BLAS used Duration Speedup
libblas -O2 64.2s n/a
libblas -Ofast 36.1s 1.8x
libatlas 8.3s 7.7x
libopenblas 4.2s 15.3x

You can read more details about this here.

Blender

Blender is a 3D graphics suite that supports image rendering, animation, simulation and game creation. On the surface it appears that Blender 2.79b (the distro package version that Phoronix used by system/blender-1.0.2) failed to use more than 15 threads, even when "-t 128" was added to the Blender command line.

It turns out that even though this benchmark was supposed to be run on CPUs only (you can choose to render on CPUs or GPUs), the GPU file was always being used. The GPU file is configured with a very large tile size (256x256) - which is fine for GPUs but not great for CPUs. The image size (1280x720) to tile size ratio limits the number of jobs created and therefore the number threads used.

To obtain a realistic CPU measurement with more that 15 threads you can force the use of the CPU file by overwriting the GPU file with the CPU one:

$ cp
~/.phoronix-test-suite/installed-tests/system/blender-1.0.2/benchmark/pabellon_barcelona/pavillon_barcelone_cpu.blend
~/.phoronix-test-suite/installed-tests/system/blender-1.0.2/benchmark/pabellon_barcelona/pavillon_barcelone_gpu.blend

As you can see in the image below, now all of the cores are being utilised! Blender with CPU Blend file

Fortunately this has already been fixed in pts/blender-1.1.1. Thanks to the report by Daniel it has also been fixed in system/blender-1.1.0.

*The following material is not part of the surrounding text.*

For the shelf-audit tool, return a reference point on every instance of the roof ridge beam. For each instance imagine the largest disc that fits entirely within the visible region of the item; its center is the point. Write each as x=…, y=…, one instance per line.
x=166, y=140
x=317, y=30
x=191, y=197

Pinning the pts/bender-1.0.2, Pabellon Barcelona, CPU-Only test to a single 22-core POWER9 chip (sudo ppc64_cpu --cores-on=22) and two POWER9 chips (sudo ppc64_cpu --cores-on=44) show a huge speedup:

Benchmark Duration (deviation over 3 runs) Speedup
Baseline (GPU blend file) 1509.97s (0.30%) n/a
Single 22-core POWER9 chip (CPU blend file) 458.64s (0.19%) 3.29x
Two 22-core POWER9 chips (CPU blend file) 241.33s (0.25%) 6.25x

tl;dr

Some of the benchmarks where we don't perform as well as Intel are where the benchmark has inline assembly for x86 but uses generic C compiler generated assembly for POWER9. We could probably benefit with some more powerpc optimsed functions.

We also found a couple of things that should result in better performance for all three architectures, not just POWER.

A summary of the performance improvements we found:

Benchmark Approximate Improvement
Parboil 3x
x264 1.1x
Primesieve 1.1x
LAME 5x
FLAC 3x
OpenSSL 2x
SciKit-Learn 7-15x
Blender 3x

There is obviously room for more improvements, especially with the Primesieve and x264 benchmarks, but it would be interesting to see a re-run of the Phoronix benchmarks with these changes.

Thanks to Anton, Daniel, Joel and Nick for the analysis of the above benchmarks.